Every week, Danny Ortberg and Nicole Cliffe discuss a Prudie letter. This week: the stay-at-home mom’s husband.
Nicole: The lifetime cost for a woman of exiting the workforce is massive!
Working even a little bit outside the house will protect her (and your) financial health for the future.
So I would sit down and lower housework standards to a more reasonable level and divvy them up as equitably as possible.
Danny: yeah, I do understand that financial concerns are real, but my read on this letter is that they are not going to be on the verge of bankruptcy if the LW has to go from doing 25% of the housework to 50%
and he has clearly spent some time and energy towards the problem of “how do I establish that what she wants to do is impossible”
Nicole: Right!! This is not a mutual convo at the moment. He wants ammo.
Danny: and I think that time and energy would be better directed in developing a plan for STREAMLINING household responsibilities more efficiently
but it’s not just a numbers game! Her desire to work is not just “we need more money,” it’s also about her desire to resume her career and have a professional and financial identity separate from being a wife and mother
Nicole: Yes, and that is UNBELIEVABLY important. A year off can be a blip on a resume!
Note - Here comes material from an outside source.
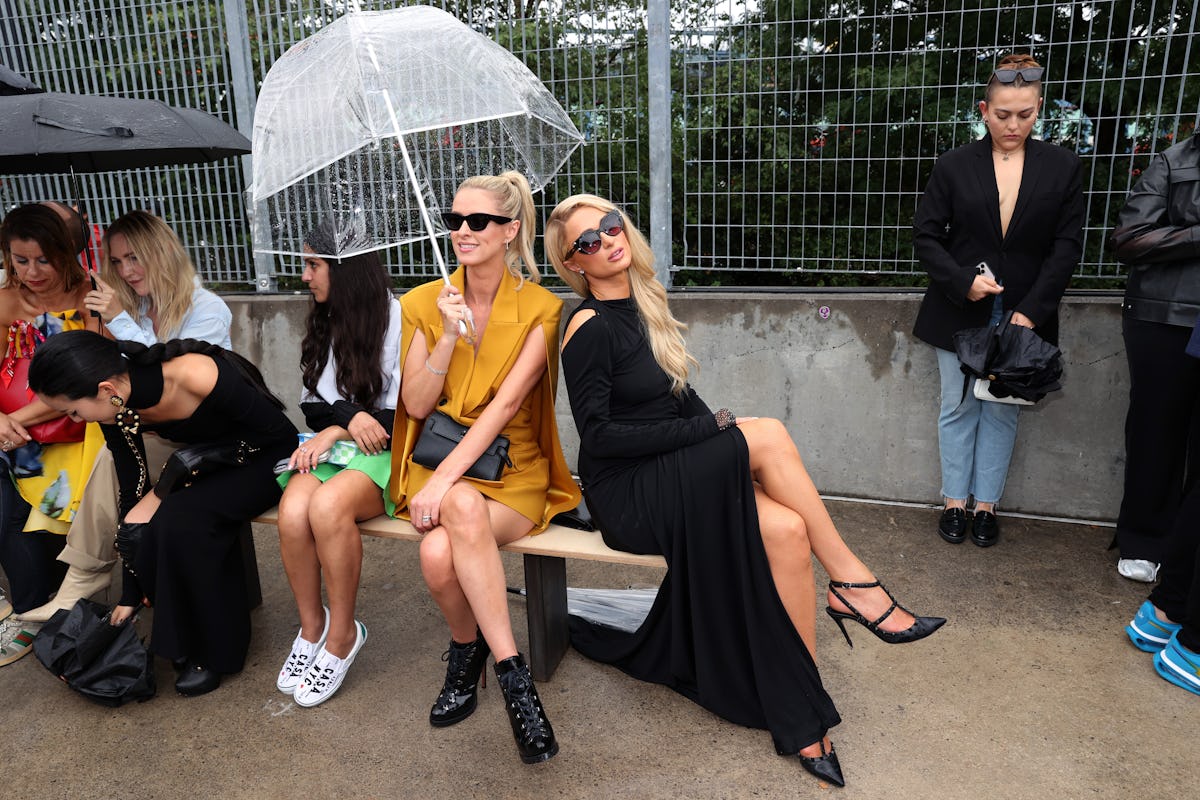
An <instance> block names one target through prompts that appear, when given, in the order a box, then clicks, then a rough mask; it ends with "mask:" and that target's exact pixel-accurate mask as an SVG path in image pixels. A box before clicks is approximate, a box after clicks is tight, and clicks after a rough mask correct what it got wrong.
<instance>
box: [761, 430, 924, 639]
mask: <svg viewBox="0 0 1200 800" xmlns="http://www.w3.org/2000/svg"><path fill="white" fill-rule="evenodd" d="M738 428H739V429H740V431H742V434H743V435H744V437H745V439H746V444H748V445H749V447H750V471H751V474H752V475H754V477H755V480H756V481H757V482H758V485H760V486H761V487H762V489H763V491H764V492H766V493H767V497H769V498H770V499H772V500H775V501H776V503H779V504H781V505H785V506H787V507H788V509H791V510H792V511H794V512H796V513H798V515H800V518H802V519H803V521H804V524H805V527H806V529H808V536H809V542H810V545H811V547H812V554H814V555H816V558H817V560H818V561H821V565H822V566H823V567H824V569H826V572H828V573H829V577H830V579H833V581H846V582H851V583H871V582H872V581H875V576H874V575H872V573H871V571H870V569H869V567H868V566H866V565H865V564H863V563H862V561H860V560H859V559H858V557H857V555H854V553H853V552H852V551H851V549H850V547H847V546H846V542H845V541H844V540H842V537H841V535H840V534H839V533H838V528H836V527H835V525H834V524H833V519H832V518H830V517H829V512H828V511H827V510H826V507H824V503H823V501H822V500H821V495H820V494H818V493H817V488H816V486H814V483H812V479H811V477H810V476H809V473H808V470H806V469H805V468H804V462H802V461H800V453H799V451H797V449H796V445H794V444H793V443H792V438H791V435H788V433H787V428H785V427H784V425H782V423H781V422H780V421H779V420H772V419H766V417H761V419H757V420H745V421H743V422H739V423H738ZM839 591H841V593H842V595H845V596H846V599H847V600H850V602H852V603H853V604H854V607H856V608H858V610H859V612H860V613H862V614H863V615H864V616H866V618H868V619H876V618H877V616H880V615H881V614H883V613H884V612H886V610H887V609H888V607H889V606H890V604H892V601H890V600H889V599H888V596H887V593H884V591H883V590H882V589H878V588H875V589H839ZM829 603H830V606H833V607H834V609H835V610H848V609H846V608H845V607H844V603H841V602H840V601H839V600H838V599H836V597H834V596H833V594H832V593H830V594H829ZM912 624H913V616H912V614H908V613H906V612H902V610H901V609H899V608H898V609H896V610H895V612H893V613H892V614H890V615H889V616H888V618H887V619H886V620H884V621H883V624H882V625H881V626H880V627H881V628H882V630H884V631H890V632H895V631H902V630H905V628H907V627H908V626H911V625H912Z"/></svg>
But it gets harder after 3–5 years to get back in the swing of things.
Danny: as it is, it feels like she can’t win. “Because you took time off to raise the kids, you should keep doing that, because you can’t earn as much as I can, because you took time off to have kids, so you can’t earn as much as I can…”
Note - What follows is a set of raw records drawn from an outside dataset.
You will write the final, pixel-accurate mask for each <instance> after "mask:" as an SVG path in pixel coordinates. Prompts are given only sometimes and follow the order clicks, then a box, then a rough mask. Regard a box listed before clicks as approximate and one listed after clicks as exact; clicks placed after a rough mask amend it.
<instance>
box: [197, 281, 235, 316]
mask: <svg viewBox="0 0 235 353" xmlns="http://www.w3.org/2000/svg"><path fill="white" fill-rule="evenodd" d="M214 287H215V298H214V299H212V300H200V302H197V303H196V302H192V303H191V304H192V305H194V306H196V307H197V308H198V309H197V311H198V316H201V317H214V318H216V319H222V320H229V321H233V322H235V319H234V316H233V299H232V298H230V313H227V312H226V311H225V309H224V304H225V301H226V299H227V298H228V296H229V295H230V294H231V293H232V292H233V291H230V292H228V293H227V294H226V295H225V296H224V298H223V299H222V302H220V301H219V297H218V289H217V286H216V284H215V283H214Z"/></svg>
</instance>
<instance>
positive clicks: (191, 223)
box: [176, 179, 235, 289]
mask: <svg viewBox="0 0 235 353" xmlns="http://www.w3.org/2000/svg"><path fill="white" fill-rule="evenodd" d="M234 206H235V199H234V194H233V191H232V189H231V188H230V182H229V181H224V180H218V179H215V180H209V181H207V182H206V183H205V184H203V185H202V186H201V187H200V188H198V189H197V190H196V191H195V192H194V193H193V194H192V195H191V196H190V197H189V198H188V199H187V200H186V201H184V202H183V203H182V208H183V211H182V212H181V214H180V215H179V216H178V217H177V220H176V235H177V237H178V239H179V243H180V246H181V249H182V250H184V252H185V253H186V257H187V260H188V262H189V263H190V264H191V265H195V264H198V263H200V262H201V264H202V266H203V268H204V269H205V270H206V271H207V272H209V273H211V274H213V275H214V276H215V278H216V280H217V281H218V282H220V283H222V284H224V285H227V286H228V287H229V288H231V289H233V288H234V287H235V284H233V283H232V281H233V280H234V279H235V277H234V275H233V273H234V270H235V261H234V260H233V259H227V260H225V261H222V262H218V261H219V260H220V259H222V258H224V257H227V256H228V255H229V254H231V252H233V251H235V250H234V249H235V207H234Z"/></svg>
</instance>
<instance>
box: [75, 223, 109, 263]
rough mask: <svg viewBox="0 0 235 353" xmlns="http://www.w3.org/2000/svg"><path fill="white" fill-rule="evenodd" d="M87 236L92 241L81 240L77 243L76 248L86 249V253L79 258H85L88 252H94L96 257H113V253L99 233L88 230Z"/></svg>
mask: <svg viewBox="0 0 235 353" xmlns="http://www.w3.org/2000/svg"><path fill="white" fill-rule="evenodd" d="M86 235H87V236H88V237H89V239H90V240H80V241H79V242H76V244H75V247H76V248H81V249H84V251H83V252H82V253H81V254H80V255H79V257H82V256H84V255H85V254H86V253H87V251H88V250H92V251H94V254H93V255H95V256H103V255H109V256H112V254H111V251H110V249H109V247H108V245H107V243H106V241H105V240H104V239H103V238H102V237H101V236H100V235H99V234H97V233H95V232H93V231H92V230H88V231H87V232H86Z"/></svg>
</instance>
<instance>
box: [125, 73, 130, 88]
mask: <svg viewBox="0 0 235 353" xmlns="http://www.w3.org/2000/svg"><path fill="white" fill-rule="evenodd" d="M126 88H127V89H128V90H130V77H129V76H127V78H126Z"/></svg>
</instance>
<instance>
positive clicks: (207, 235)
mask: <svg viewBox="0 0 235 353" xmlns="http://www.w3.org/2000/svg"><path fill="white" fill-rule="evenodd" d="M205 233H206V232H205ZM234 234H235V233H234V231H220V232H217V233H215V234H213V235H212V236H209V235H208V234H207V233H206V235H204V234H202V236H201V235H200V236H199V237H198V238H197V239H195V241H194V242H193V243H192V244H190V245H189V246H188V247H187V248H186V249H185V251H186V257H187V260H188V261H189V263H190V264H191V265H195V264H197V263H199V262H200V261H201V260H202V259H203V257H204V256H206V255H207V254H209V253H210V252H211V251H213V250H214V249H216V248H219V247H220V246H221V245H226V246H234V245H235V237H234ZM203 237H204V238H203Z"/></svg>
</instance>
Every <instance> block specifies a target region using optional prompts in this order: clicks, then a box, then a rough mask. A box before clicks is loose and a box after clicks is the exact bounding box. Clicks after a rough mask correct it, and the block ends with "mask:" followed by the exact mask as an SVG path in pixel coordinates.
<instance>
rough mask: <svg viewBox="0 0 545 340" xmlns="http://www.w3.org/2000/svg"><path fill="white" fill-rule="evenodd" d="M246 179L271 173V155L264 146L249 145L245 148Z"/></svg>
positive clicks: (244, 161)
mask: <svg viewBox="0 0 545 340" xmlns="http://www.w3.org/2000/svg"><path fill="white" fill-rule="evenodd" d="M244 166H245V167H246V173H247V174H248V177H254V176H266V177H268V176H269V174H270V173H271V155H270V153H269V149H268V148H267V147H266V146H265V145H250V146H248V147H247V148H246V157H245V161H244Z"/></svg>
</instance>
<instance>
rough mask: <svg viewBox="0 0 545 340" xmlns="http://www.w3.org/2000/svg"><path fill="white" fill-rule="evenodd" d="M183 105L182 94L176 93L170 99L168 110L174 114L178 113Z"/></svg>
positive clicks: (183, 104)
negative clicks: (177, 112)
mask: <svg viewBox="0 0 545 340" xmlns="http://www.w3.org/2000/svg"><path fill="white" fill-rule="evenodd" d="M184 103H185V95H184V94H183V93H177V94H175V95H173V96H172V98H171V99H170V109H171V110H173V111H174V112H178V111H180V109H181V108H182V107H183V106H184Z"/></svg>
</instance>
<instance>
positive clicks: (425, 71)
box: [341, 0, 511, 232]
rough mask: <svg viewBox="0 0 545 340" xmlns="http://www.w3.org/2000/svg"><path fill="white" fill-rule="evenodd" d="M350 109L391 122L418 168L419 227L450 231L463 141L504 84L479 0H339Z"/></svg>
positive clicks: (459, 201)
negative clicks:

So I think the LW should stop thinking of it in terms of like, “if I use a lot of numbers to establish that this is impossible, I can win this disagreement”
Nicole: Yes, that’s always a death knell to actually working out relationship issues.
Danny: and more in terms of, my wife left her career to raise our children when we were not able to find reliable child care, which was a HUGE act of support—how can I support her in return now?
and if it means that sometimes the laundry piles up until the weekend, or you need to rearrange your own work schedule to pick up the kids from school, then that is okay, and will probably not result in immediate bankruptcy for your family
Nicole: Right. There is not an imminent disaster here.
Danny: I know I’m likely repeating myself at this point, but I really want the LW to change his mindset here. Instead of thinking that the way your household works (because your wife put her career on hold for years to take on child care full time) is simply “the way things are and need to be forever,” think of it as a massive act of support and flexibility on your wife’s part that should produce gratitude, love, affirmation, and support on your part. So often this sort of thing gets framed as “Well, my wife is better at the housework/managing the kids, and her career was a little less remunerative than mine to begin with, so it was no big deal, so of course her career should continue to take a backseat to mine” as if it were simply the most natural, easy, obvious choice.
Nicole: Yes. You see this a lot when the “her new job barely covers day care” convo happens, as though day care isn’t a shared expense.
Danny: Right! Go forth, and try to have this conversation again with new eyes!